When did you arrive in Vietnam? What brought you here?


I arrived in Saigon in December 1994. While living in Japan, many of the businessmen I was teaching were travelling to Vietnam for investment and development. They would return from their trips with stories, photos and an infectious enthusiasm for Vietnam and people they had just visited. I was curious to discover this country which had been closed off to the world for so many years, and when the opportunity to work as a tour leader presented itself, I jumped at the chance.


What have you been doing with your time while you’ve been living in Vietnam?


That is a long list — I like to keep busy. My first 10 years or so I worked in travel, starting as a tour leader and later moving into destination management. I have been on the opening or makeover team of several hotels in Sapa, Phan Thiet, Cai Be, Hoi An and Hanoi, opened and managed restaurants, conducted staff training sessions, coordinated events, looked after businesses while friends went on holidays.


I was there at the set-up of KOTO and have worked with several organisations local and foreign, aiding people who are marginalised, disadvantaged or affected after natural disasters.


How would you describe the Hanoi you encountered when you first arrived?


Humble, gentle, shy and believe it or not, quiet!


How has it changed since then? What positive changes have you seen? What about the negative changes?


Hanoi has electricity 24 hours per day — it used to be two hours only (but hotels did have generators). Roads were populated with bicycles, cyclos, Honda cubs or Dreams and the odd car. Now the roads are filled with motorbikes, taxis, BMWs, Mercedes and Land Cruisers. Shops have windows and doors and there are many more restaurants. The positive changes are that ordinary people have more wealth and time and places in the capital to enjoy it. On the negative side, people are pulling down the beautiful colonial architecture instead of preserving it, plus forbidding street stalls from operating on sidewalks and in alleys. These vendors were the scent and soul of Hanoi.


What about the people you meet in the capital? Are they different to how they were in the past?


A few years back the capital was enlarged and became three times the land area as well as increasing the population — this changed the spirit of both Hanoi and Hanoians. It is a bigger city now with all the trappings of big cities.


How different is the expat scene now to how it was when you first arrived?
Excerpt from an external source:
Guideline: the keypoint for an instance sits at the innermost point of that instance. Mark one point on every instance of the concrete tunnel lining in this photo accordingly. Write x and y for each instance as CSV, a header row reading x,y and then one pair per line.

There were very few expats in 1994 and most were either diplomats, working in the development field or UNIS teachers with a smattering of entrepreneurs. Many people lived in the international compound in Kim Ma. There were two bars — Apocalypse Now and the White Bar — where you could catch up, have a game of pool and find out what was going on in Hanoi.


Nowadays there are expats from all walks of life, some with expat careers, but most seeking the expat experience and the chance to get to know Hanoi, even if it is only for three months. It is easier to live here now — there is more information available through the internet and magazines like the Word.


What are your hopes for the future of the city?


I hope that Hanoi remembers and preserves its rich architectural heritage and landscape as it strives to develop into a modern city. Uncle Ho said “To reap a return in 10 years, plant trees. To reap a return in 100, cultivate the people.”


If there was one memory that you could take away of your time here, what would it be?


Cyclo rides around Hoan Kiem Lake when the flame trees are flowering and the evening is balmy, and all the generations of Hanoians are there to enjoy the spectacle.


If you could turn back the clock, would you change the time you’ve spent in Hanoi? Why or why not?


I don’t think I’d change anything. It is the rhythm of life — everything is the same but also different — including me.